Friday, 16 January 2009

Signs of a new left fascism?

Not much time for blogging this week, but I've tried to keep up with what others are writing, particularly on the fallout from events in Gaza. The situation is increasingly depressing, principally because of the loss of so much innocent life, but also because of its wider impact, including a hardening of Arab support for Hamas, an increase in antisemitic vitriol and violence (regularly catalogued over at Harry's Place), and deepening hostility to Israel on the political left.

It's not that Israel is somehow 'responsible' for these developments or that its recent actions have unilaterally 'caused' them: after all, there was plenty of Arab antisemitism, Muslim victim-psychology and left-wing anti-Israel feeling around before all of this happened. But there's little doubt that, whatever its moral justification, the military campaign in Gaza has probably made the emergence of a viable two-state solution, with a secure Israel living alongside a peaceable Palestine, less rather than more likely, as well as dampening hopes that the forces of liberal, secular democracy would win out against clerical obscurantism and jihadist militancy in the Arab world (not to mention among the western left).
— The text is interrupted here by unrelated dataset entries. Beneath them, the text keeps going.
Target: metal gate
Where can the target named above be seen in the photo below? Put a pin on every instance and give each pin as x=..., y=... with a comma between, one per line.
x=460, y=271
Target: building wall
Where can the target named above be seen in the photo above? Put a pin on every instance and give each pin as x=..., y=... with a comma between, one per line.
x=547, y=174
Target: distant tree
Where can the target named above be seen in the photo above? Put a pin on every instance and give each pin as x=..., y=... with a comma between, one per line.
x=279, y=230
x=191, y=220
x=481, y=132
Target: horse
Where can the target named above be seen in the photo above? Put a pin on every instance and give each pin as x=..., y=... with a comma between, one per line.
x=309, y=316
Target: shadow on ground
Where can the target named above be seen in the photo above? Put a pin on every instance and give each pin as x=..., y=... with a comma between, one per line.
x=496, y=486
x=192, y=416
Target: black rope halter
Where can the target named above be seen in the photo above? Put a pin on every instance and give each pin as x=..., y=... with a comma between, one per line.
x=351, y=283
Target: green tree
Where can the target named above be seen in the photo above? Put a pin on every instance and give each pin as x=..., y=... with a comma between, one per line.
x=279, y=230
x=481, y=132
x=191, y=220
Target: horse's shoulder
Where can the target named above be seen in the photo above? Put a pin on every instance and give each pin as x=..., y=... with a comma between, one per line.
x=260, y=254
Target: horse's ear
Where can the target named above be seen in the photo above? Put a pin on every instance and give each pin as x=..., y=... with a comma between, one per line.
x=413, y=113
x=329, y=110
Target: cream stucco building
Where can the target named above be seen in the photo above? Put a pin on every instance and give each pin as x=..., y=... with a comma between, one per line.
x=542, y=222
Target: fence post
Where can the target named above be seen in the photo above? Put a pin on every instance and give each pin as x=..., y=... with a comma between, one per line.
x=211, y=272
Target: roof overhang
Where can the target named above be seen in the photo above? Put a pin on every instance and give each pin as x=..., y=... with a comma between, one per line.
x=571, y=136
As other bloggers have documented in detail, many of the protests in the West against Israel's actions have been notably soft on Hamas and have often provided a platform for antisemites and clerical fascists. Anti-Zionist outrage has too often slipped into virulent antisemitism, making it no exaggeration to speak, as Johnny does in this post, of the re-emergence of a kind of left-wing fascism. Along similar lines, see this post over at The New Centrist, which links to an article by Ernest Sternberg on the 'revivified corpse' of left fascism.

The work of anti-totalitarian leftists is certainly going to be harder, but arguably even more urgent, after recent events.


Tom said...

Can you have 'left fascism'? Fascism is specifically about oppressing the vulnerable and weak in an effort to prevent their rebellion... this isn't really a property of the left.

Martin said...

Well, you'd think that would be the case, wouldn't you? Take a look at the two posts I link to for further clarification. They're mainly referring to antisemitism, which is where some on the far left join hands with the far right, but another symptom might be the cosying up to clerical fascism by the SWP, Respect, et al. Of course, it does raise the whole question of whether these groups deserve to be called 'left wing' as a result...if we accept your definition of the left.

Anonymous said...

sorry if this sounds offensive because that's not my intention, but the problem with the left in democratic societies is that you got so used to leave in democracy and to have the benefit of a liberal system of values that you have become naif.

by you I mean the people who support the democratic left.

there has always been a non-democratic left, which aims to replace those liberal values that are shared both by the democratic left and by the progressive right by their own value system.

in times of crisis they emerge because it is in times of crisis that the get the chance to challenge that system of values.

this people will ally themselves with other political actors that are similarly willing to challenge those values, just like Hitler and Stalin had a pact of non-agression.

the fact that progressive people fail to grasp this is appalling and explains why is it that apparently generous ideas such as multiculturalism, that seems to promote tolerance, are being perverted to promote intolerance and inequality.

to this we add the fact that there are too many people whose appearance of soffistication conceals a very superficial understanding about what it means to be free and some of those people happen to have some weight as opinion makers and will not bother to attack that liberal system that I am referring to so that they feed their image of 'anti-system'.

not that they want to destroy the system, they just want to feed their market niche...

I could go on and on and on...

ask anyone you like, what are the basic principles of a free society, they will probably know the answer... ask them to explain it to you in simple words and simple examples 'as if I were really dumb' and theyr will probably fail to give you a satisfying answer...

Anonymous said...

Thanks for the link, Martin.

Miller 2.0 asks:

"Fascism is specifically about oppressing the vulnerable and weak in an effort to prevent their rebellion... this isn't really a property of the left."

The revolutionary/radical left has a long and sordid history of "oppressing the vulnerable and weak in an effort to prevent their rebellion." Or, to put it another way, states and movements dominated by radical leftist political organizations have a long history of killing or imprisoning those who stand in their way.

The notion that fascism is an exclusively right-wing ("conservative") phenomena was demolished by Hayek many decades ago.

Fascism is specifically concerned with elevating the position and authority of the party-state at the expense of the individual. Something quite common in leftist regimes.